His pulse hammered through his veins in a violent, stuttering rhythm.  Kronos lay there for a long moment, trying to catch his breath against the remnants of at least one quickening, maybe more.  His right hand tightened around his sword's hilt; with his left he rubbed dust and grime from his eyelashes, clearing up gummy vision.  The moonlight steadied in front of him, but Kronos paused, caught by something that felt wrong.  Or rather... didn't.

The air tasted of ozone and dust when he sat up; the night wind eddied through the mausoleum, swirled along the walls, and was gone again.  Always disdainful of weakness, Kronos pushed himself upright, caught his balance, and stepped down onto the floor.  The ground was uneven, covered with bits and pieces of rock, but he moved along it easily enough.  Kronos trusted very little in his life, and suspecting the ground under his feet was child's play compared to maneuvering around Methos' plans.

The moonlight came in through a shattered wall; the door of the crypt had been set into a different wall, and still stood adamantly locked.  Kronos stepped into the night, settling his jacket more comfortably around his shoulders with a shrug, and keeping his sword in his hand for the moment.

A few small fires still smoldered near the crypt and to his experienced eye the moon looked to be two days past first quarter.  Still rising in the sky, still waxing in brightness:  a good omen, as was the fire.  The night wind rustled across leather and denim, brought him the familiar tangs of blood, fear, and death.  Only then did Kronos realize what was wrong.  Those weren't the right constellations.

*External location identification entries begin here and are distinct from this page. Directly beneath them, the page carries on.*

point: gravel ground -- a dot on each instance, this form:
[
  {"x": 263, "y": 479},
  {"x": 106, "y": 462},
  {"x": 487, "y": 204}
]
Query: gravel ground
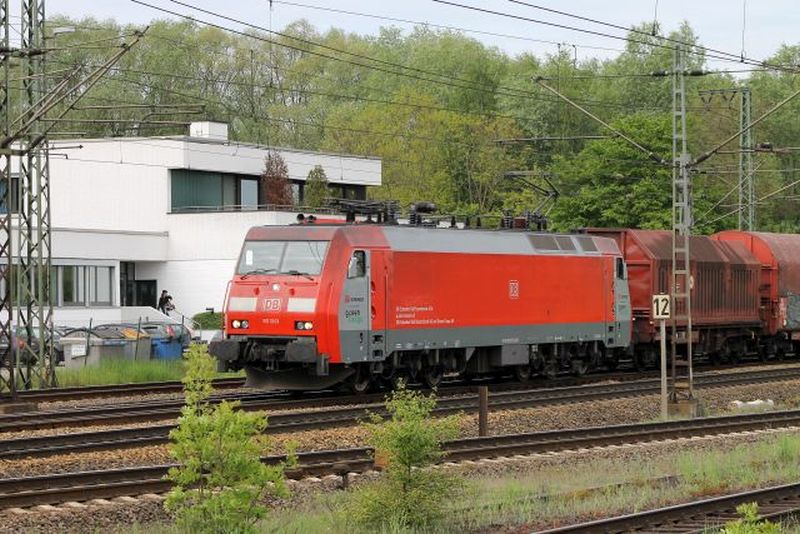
[
  {"x": 111, "y": 516},
  {"x": 503, "y": 422}
]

It's summer.  With his free hand he reached up and rubbed his chin, ran his palm over one cheek, and up into his hair.  No beard.  My hair hasn't grown out.  The nails are still short.  It was March when Methos betrayed me with MacLeod.  I should have hair to my shoulders, nails two inches long at least.  What happened?

His hand had slowed in its motion and he cursed his own weakness reflexively as he forced himself to run a hand along his neck.  Memories flashed through his mind, burned their images over his sight:  MacLeod, hair wild around his face and triumph rising into his eyes with Methos' betrayal -- Did the fool really come thinking to oppose three of us by himself? -- and that damned sword of his laying Kronos open....  Searing pain had burned along his abdomen, nothing new, and he'd fought it, trying to parry the shot that would come at his head.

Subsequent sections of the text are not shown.